Birbirimizi aşağı yukarı 40 yıldır tanıyoruz.
Siyasal Bilgiler Fakültesi’nin ikinci sınıfında öğrenciyken Yankı dergisinde gazeteciliğe başladım. Bu meslekte öğrendiğim birçok şeyi de o dönemde Mehmet Ali Kışlalı’dan öğrendim.
Ertuğrul da genç bir üniversite hocası olarak dergiye çeviriler yapar, dergide hazırladığımız ve önemli bölümü gazete kupürlerinden oluşan haber dosyalarını okur ve yeniden yazardı.
O günden beri de arkadaşız, Hürriyet’e Genel Yayın Müdürü olduğu ilk yıllarda da ben de Genel Yayın Müdürü Yardımcısı idim, birlikte çalıştık.

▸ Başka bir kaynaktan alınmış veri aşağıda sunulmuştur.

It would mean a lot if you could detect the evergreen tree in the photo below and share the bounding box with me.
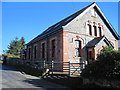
[7,36,25,58]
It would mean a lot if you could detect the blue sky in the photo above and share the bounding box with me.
[2,2,119,54]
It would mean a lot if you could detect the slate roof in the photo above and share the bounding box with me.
[86,36,114,48]
[27,2,120,45]
[27,2,95,45]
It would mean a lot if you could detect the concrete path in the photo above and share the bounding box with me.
[0,64,68,89]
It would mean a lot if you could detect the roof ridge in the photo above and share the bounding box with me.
[27,2,95,45]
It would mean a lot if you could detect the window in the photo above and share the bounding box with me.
[88,24,92,35]
[93,26,97,36]
[34,46,37,59]
[92,8,97,17]
[98,27,102,36]
[52,39,56,57]
[75,40,81,57]
[28,48,31,59]
[42,43,45,58]
[89,51,92,59]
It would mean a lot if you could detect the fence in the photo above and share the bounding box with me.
[45,61,85,76]
[6,59,85,76]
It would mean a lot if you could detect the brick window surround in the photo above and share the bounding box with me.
[72,36,84,57]
[86,21,103,37]
[50,37,57,58]
[75,40,82,57]
[88,24,92,35]
[28,46,31,60]
[33,44,37,59]
[41,40,47,59]
[93,25,97,36]
[34,46,37,59]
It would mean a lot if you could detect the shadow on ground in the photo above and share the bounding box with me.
[2,64,21,72]
[42,75,112,89]
[22,78,69,89]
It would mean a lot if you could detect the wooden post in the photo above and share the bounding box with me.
[52,61,54,75]
[69,61,70,76]
[44,60,45,68]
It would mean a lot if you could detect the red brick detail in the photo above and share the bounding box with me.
[92,47,95,59]
[98,23,101,27]
[109,41,114,47]
[91,26,93,36]
[63,31,68,62]
[94,47,97,60]
[72,41,75,57]
[98,46,104,54]
[116,40,118,51]
[60,31,63,62]
[81,48,84,57]
[88,20,91,24]
[60,31,68,63]
[72,36,84,57]
[93,22,96,26]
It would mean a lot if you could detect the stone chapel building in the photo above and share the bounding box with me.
[23,2,120,65]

Sohbet sırasında fark ettiğimiz şey şu oldu: Bunca yıldır birlikte yemek yedik, oturup sohbet ettik, yolculuklarda uzun zaman geçirdik ama hiç politika konuşmadık.
Filmlerden, okuduğumuz kitaplardan ya da yazılardan söz ettik. Seyahatlerimizi anlattık. Fenerbahçe’yi kurtardık.